Per-Pixel Decision Graph Filter Reference
The per-pixel decision graph filter allows the user to specify a ruleset that makes classification decisions based on channel values of pixels.
Category |
|
Node |
|
Parameters |
Number of inputs: how many inputs to use for this filter Decision Graph: the decision graph itself (see below) |
Inputs |
Input #1 (up to Input #4): the pixel-based input data to apply the decision graph to |
Outputs |
Class / Quality: the result of the decision graph |
Effect of the Filter
The filter takes one or more inputs of pixel type. If more than one input is used, the pixels of each input must come from the same origin, but may have different preprocessing steps. (Each pixel in the first input must be able to be matched against the same pixel in each other input.)
On each pixel the filter will then apply a user-specified classification ruleset, and the result of that will be the output of the filter.
The user may choose what output should be generated:
It may output a class for each pixel, so that each pixel is assigned either a unique group from the list of groups in the model (or be marked as “unclassified”).
It may output one or more quality values for each pixel, which are arbitrary numbers whose meaning the user can define themselves.
Outputting a class
fluxTrainer models allow for the definition of groups that may be used to label input data. Certain classification filters allow for the use of machine learning algorithms to determine the best group that matches input data and automatically assign it to either individual pixels or objects as a class.

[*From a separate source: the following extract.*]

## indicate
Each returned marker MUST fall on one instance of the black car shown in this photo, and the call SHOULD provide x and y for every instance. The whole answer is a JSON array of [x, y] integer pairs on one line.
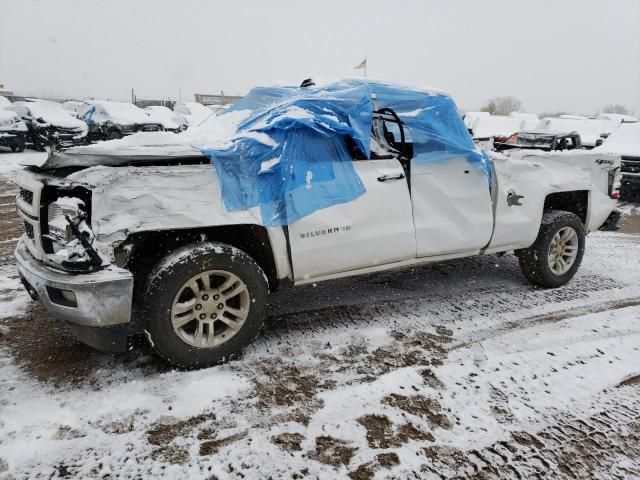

The per-pixel decision graph filter extends this by allowing the user to manually assign a previously defined group as a class to a pixel, but using a fixed ruleset instead of a machine learning algorithm.
The groups that are assigned by this filter in this way do not need to have any input data assigned to them, they may only exist as a possible classification result.
Assigning quality values
As an alternative to assigning a class to each pixel it is also possible to define quality parameters that are set based on the specified ruleset.
Quality parameters are an array of one or more integers. The type of integer (8, 16, 32, or 64 bit; signed or unsigned) and the number of quality parameters are specified by the user.
For example, it is possible to define a single 16bit unsigned integer as a quality parameter, or to use two signed 32bit integers. When editing the decision graph (see below) the user may specify these parameters as well as the ruleset that fills these values.
The semantics of these quality parameters are completely up to the user.
Example of Filter Effect
As an example, take the following image as the input of the decision graph filter:
When applying a decision graph that generates a class as its result, the resulting classification image may look like this:
Decision Graphs
Decision graphs may be edited by clicking on the Edit… button of the Decision Graph parameter of the filter. It will open a new window that allows for editing the decision graph.
Note
The input of the filter should be connected before opening the editor so that the editor can know which input channels may be used for conditions.
The decision graph editor of an empty decision graph will look like the following screenshot:
The editor is divided into four regions:
On the top left the user may specify what type of result it outputs. This may either be Quality Values or Classification Result.
At the left center the user may configure either the default classification result if no defined rule matches a pixel, or they may configure a set of quality parameters together with their default values.
On the bottom left there is a list of elements (conditions, actions, and logical operations) that may be added to the decision graph. The individual elements will be described below.
On the right side of the editor the decision graph itself is displayed. Initially this will be an empty canvas the user has to fill with the nodes required for the ruleset.
The following sub-sections describe how the decision graph editor works.
Decision Graph Nodes
A decision graph consists of nodes that form the graph. To add a node they can be dragged from the list of available nodes into the canvas:
There are three types of nodes that may be added to a decision graph:
All nodes have their inputs on the left hand side and their outputs on the right hand side. To connect two nodes drag a line from the output of one node to the input of another node.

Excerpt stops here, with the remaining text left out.